The Bill sets a much higher threshold for detention unless someone has committed a crime, and while this will mean that fewer people will suffer the trauma and humiliation of detention, it will also mean that fewer people will receive the positive support and protection of received by the state. – unless they commit a crime. Even setting aside the as yet unexplored implications of such a perverse incentive for equality, it certainly cannot be less restrictive for the individual, nor more caring for the state, to force people into the criminal justice system to get the help that they need.
Michael Chalmers
Associate director of mental health law, North London NHS foundation to trust
As a social worker, I fully agree that the outcome of the proposed reforms to the Mental Health Act will depend on resources. I am employed by an NHS trust to work with people for three years after they have experienced a first episode of psychosis. If the staff I trust would do everything we already need to do, it would be a fantastic place to receive care. We can’t do that. There are not enough beds, the workload is too high, staff retention is too low, advertised positions often remain unfilled and well-intentioned, but misguided attempts at system reform lead to administrative burdens without improving the quality of care.
Small parts of the system receive higher levels of funding. These teams therefore often provide better care. The workforce has not been better trained, it has simply been adequately resourced.

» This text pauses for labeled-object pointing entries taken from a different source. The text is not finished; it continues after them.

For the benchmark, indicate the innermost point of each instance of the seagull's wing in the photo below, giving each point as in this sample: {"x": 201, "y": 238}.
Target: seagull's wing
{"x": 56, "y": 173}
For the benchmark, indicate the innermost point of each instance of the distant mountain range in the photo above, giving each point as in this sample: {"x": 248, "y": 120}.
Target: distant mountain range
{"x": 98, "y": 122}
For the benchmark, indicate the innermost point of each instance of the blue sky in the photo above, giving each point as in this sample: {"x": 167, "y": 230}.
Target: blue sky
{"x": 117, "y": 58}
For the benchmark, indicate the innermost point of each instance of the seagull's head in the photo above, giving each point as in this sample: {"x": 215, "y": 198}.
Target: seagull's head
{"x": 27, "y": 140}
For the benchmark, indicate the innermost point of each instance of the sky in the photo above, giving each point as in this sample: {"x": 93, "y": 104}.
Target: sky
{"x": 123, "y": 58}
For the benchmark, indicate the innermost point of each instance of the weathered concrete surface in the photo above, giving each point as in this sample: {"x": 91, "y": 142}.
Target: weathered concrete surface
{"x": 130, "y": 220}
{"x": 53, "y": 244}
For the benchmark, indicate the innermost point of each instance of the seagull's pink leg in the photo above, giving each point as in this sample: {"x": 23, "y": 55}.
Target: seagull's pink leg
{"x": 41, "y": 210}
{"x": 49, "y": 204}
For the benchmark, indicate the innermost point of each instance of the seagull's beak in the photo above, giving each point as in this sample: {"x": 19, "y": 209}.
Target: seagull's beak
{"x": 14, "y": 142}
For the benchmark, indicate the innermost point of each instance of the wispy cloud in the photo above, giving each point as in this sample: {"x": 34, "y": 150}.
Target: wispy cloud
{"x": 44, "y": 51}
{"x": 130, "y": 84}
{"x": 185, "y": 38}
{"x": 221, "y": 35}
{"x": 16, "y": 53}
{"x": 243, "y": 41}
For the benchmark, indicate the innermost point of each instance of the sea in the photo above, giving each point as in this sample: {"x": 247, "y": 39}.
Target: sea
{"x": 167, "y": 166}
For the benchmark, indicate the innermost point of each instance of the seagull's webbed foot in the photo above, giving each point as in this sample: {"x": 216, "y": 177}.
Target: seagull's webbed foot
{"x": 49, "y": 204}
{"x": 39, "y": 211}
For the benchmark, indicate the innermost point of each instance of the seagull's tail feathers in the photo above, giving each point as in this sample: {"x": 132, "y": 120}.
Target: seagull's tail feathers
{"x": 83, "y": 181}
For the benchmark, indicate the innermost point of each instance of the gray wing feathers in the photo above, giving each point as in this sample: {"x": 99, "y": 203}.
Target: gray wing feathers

There is no point in banning the use of police cells as places of safety unless additional assessment suites are offered in hospitals to meet that need. Staff who are rushed cannot build the kinds of relationships with patients that make family involvement or collaborative care planning meaningful. It is one thing to legislate for higher standards, but another thing to secure the resources to meet those standards.
Richard Braham
Ilminster, Somerset
Your editorial is full of the hopes and values we need to provide positive and effective mental health care for people with serious mental illness, as are the amendments in the bill. So it pains me to point out the naivety of these changes being sought at a time when services have deteriorated to such an extent that it takes the horror of the Nottingham attacks to kick-start the process.NHS England Review of the assertive outreach provision 2024) of recognizing the huge gap. If we want to move toward a more humane mental health law, we must first ensure full community benefits for the people whose lives are lived inside and outside psychiatric wards.
Dr. William Hall
NHS Consultant Psychiatrist in Rehabilitation, Bristol
As a parent of adults with serious mental illness, I would like to see easier access to treatment and care. Most people with serious illnesses already have to live an, at best, impoverished life in the ‘community’. I don’t recognize the story that people’s rights are being stripped away by hospital admissions. People’s rights are already being harmed by their lack of access to good, timely treatment and care, if necessary under sect. If the threshold for admission rises even further, I see this only leading to more misery, deaths and criminalization.
Name and address provided
The National Autistic Society has been campaigning for this for many years. The Tories promised to reduce the number of autistic people in psychiatric wards in 2015, when they made up 38% of patients. The last digit is 68% of patients. This is shocking and needs to change. It is so harmful to place people with autism in such wards because patients are prescribed drugs and subjected to coercive measures. As an autistic adult, it’s scary to think that I could be sectioned because of a lack of understanding about my behavior – especially during a meltdown, when I lose control.